Some held out until the last minute Thursday. Moments before the trash trucks rolled through to clear out people’s belongings, a man named Mike approached Tim Sheahan, the director of homeless services for the city’s Department of Behavioral Health and disAbility Services, and told him he was ready to enter treatment.
Sheahan, who had spent the last month cajoling him, beamed.
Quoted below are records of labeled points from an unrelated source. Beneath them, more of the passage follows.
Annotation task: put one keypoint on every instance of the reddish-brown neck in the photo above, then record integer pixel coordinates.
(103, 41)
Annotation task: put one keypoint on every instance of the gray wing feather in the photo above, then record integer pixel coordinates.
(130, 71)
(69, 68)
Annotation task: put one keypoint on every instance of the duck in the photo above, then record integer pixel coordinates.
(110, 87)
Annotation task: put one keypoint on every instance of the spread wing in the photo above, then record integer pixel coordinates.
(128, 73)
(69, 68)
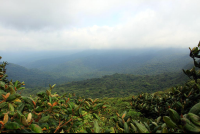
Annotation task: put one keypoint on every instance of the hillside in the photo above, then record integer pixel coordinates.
(33, 77)
(117, 85)
(96, 63)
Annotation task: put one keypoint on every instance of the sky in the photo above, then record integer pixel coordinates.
(48, 25)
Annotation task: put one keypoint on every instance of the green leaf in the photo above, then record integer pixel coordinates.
(36, 128)
(169, 122)
(16, 82)
(96, 127)
(96, 116)
(88, 130)
(21, 88)
(44, 119)
(12, 125)
(126, 129)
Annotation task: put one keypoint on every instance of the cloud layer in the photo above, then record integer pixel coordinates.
(99, 24)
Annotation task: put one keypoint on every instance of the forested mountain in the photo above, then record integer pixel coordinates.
(96, 63)
(117, 85)
(33, 77)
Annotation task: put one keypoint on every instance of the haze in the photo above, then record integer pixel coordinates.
(73, 25)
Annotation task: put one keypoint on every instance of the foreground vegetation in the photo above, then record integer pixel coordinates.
(175, 110)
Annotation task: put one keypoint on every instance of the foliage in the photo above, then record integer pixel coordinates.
(174, 110)
(45, 113)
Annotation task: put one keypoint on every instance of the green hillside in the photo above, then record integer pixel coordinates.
(158, 105)
(117, 85)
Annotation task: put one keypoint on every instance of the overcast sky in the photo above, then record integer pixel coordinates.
(98, 24)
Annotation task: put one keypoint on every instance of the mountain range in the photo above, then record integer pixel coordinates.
(88, 64)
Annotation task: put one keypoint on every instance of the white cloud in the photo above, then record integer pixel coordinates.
(59, 25)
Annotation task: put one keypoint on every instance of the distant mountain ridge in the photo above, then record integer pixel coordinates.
(97, 63)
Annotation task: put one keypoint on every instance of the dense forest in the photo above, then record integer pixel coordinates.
(119, 103)
(116, 85)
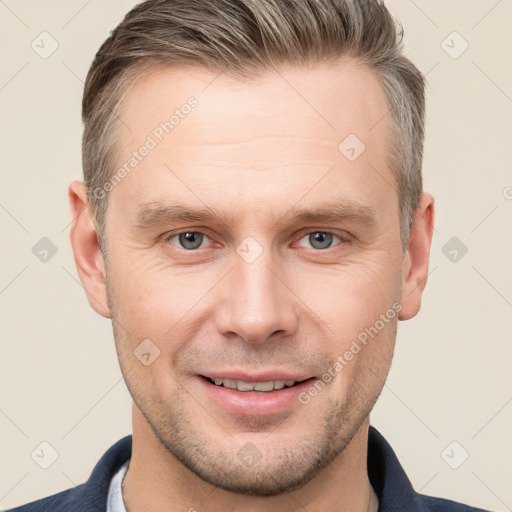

Down the block, another man who had been on Emerald Street for more than a year, was finally packing his belongings up, having decided the day before that he would enter a shelter. A third man, adamant that he would only enter a Kensington shelter, paced the block, smoking a cigarette. He wanted to go inside, he said, but he was also sick from withdrawal, and the early-morning eviction meant he had not been able to get another dose of fentanyl. Sheahan told him he would hold a shelter bed open until that evening, and the man rode off on his bike.
City officials said they were pleased with how many people had gone inside since the camps began to close in May: 44 percent of the residents at Kensington Avenue and Tulip Street, the first camps to close, and 47 percent of the Frankford Avenue camp residents, closed in November, had gone into treatment or shelter.
Only 28 percent of Emerald Street residents had accepted treatment or shelter as of Monday. But by Thursday afternoon, that tally was up to 64 percent — more than two dozen people had decided at last to come inside, officials said.
At Thursday’s news conference in the basement of McPherson Square Library -- itself the site of an encampment last summer -- Dante Jones, who lived in the Kensington Avenue encampment for months before it was dismantled last year, told reporters he was grateful to have gotten a home. Since then, he’s thrown himself into outreach, handing out Narcan and care packages on the avenue where he once slept.
But, he said, getting inside was only a first step for people in addiction.
“When you get a house, you have to deal with your other issues,” he said. "And when you’re separated from the things you know, it’s hard. That roof, that quiet, is loud.”